Report meeting Commissie voor Welzijn, Volksgezondheid en Gezin
Report
Mevrouw Peeters heeft het woord.
Voorzitter, collega’s, geachte minister, over de elders verworven competenties (EVC’s) hebben we in het verleden in de commissie Werk meermaals debatten gevoerd. We kunnen vandaag stellen dat er nog altijd te weinig rekening wordt gehouden met EVC’s. Ik ontleen mijn vraag aan de studie van Welzijn@Work. Die studie werd eind 2013 gefinaliseerd. Daaruit bleek eens te meer dat men zeker in de welzijnssector voortdurend wordt geconfronteerd met heel wat personeelsnoden en met heel wat tekorten inzake personeelsbestanden.

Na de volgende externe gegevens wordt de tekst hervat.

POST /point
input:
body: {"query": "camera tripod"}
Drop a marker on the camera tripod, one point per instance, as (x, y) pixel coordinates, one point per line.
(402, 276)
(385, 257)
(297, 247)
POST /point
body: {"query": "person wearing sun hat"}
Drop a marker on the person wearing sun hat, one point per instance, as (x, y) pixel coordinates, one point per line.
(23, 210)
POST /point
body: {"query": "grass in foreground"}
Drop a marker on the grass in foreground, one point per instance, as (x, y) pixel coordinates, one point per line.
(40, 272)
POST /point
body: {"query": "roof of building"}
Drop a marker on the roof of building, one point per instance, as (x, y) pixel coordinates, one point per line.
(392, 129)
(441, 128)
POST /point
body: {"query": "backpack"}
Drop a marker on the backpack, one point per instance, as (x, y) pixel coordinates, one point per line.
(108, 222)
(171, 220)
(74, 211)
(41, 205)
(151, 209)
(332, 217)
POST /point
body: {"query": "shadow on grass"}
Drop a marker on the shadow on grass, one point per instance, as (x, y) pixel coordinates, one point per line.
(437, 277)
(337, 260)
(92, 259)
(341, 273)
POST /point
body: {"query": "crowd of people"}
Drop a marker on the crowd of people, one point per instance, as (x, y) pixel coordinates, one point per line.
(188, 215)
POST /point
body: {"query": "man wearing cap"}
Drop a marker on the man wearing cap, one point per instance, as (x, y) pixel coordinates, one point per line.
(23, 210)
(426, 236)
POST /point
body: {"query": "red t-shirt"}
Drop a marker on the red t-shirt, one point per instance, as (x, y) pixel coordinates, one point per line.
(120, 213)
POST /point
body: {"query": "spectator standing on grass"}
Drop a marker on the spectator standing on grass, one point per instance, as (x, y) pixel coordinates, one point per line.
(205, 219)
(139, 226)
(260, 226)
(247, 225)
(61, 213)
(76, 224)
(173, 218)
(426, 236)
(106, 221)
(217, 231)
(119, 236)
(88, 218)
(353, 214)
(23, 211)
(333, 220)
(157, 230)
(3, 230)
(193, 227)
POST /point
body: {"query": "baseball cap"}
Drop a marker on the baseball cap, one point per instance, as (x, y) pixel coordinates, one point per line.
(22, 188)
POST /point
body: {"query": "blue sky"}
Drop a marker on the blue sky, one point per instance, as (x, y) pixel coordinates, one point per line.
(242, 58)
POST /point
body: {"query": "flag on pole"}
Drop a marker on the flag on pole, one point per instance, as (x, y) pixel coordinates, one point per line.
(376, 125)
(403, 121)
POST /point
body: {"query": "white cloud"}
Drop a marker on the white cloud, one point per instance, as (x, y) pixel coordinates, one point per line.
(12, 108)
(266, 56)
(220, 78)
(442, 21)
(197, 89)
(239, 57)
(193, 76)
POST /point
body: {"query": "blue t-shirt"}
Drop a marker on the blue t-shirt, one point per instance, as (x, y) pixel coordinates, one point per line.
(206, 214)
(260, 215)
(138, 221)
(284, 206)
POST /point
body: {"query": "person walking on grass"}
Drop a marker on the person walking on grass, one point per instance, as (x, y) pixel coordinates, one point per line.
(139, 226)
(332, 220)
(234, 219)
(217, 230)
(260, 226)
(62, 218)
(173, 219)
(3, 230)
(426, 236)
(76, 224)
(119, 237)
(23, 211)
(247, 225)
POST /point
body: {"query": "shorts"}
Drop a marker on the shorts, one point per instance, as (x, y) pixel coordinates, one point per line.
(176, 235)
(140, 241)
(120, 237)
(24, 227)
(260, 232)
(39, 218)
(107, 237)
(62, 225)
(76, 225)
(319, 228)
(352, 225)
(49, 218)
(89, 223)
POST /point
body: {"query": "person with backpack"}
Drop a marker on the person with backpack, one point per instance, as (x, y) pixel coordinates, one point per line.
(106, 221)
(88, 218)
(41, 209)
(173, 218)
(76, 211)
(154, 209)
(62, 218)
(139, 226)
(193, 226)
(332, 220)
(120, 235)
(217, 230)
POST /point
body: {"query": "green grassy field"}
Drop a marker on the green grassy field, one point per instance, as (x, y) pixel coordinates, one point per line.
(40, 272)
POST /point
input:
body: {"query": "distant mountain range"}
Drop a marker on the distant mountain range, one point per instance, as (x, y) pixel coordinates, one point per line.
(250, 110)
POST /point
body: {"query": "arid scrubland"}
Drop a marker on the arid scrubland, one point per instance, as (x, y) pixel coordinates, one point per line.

De erkenning van EVC’s zou toch een soelaas kunnen brengen. Zij kunnen ervoor zorgen dat er meer zij-instromers komen in het opleidingstraject. Zo zou de termijn van het opleidingstraject serieus kunnen worden verkort. We weten dat we worden geconfronteerd met mensen die misschien jaren in bepaalde instellingen hebben gewerkt en die nadien, wanneer ze willen verhuizen naar een andere sector, naar de ouderensector of naar de gezondheidssector, telkens worden geconfronteerd met het feit dat die jarenlange prestaties dan toch niet in aanmerking komen en dat die kwalificaties of competenties die men in een andere job heeft opgedaan, dan de facto toch niet gelden.
Ik stelde hierover een schriftelijke vraag aan minister Muyters. De antwoorden hierop waren toch opmerkelijk. Eens te meer kwam tot uiting dat in de welzijns- en de gezondheidssector nauwelijks gebruik wordt gemaakt van EVC’s of van ervaringsbewijzen. In de welzijnssector gebeurt dat maar voor twee beroepen: inzake kinderopvang en voor de monitors of begeleiders in de sociale of beschutte werkplaatsen. In de gezondheidssector houdt men enkel rekening met de EVC’s voor de tandartsassistenten. Er zijn dus maar drie beroepen, twee in de welzijns- en één in de gezondheidssector.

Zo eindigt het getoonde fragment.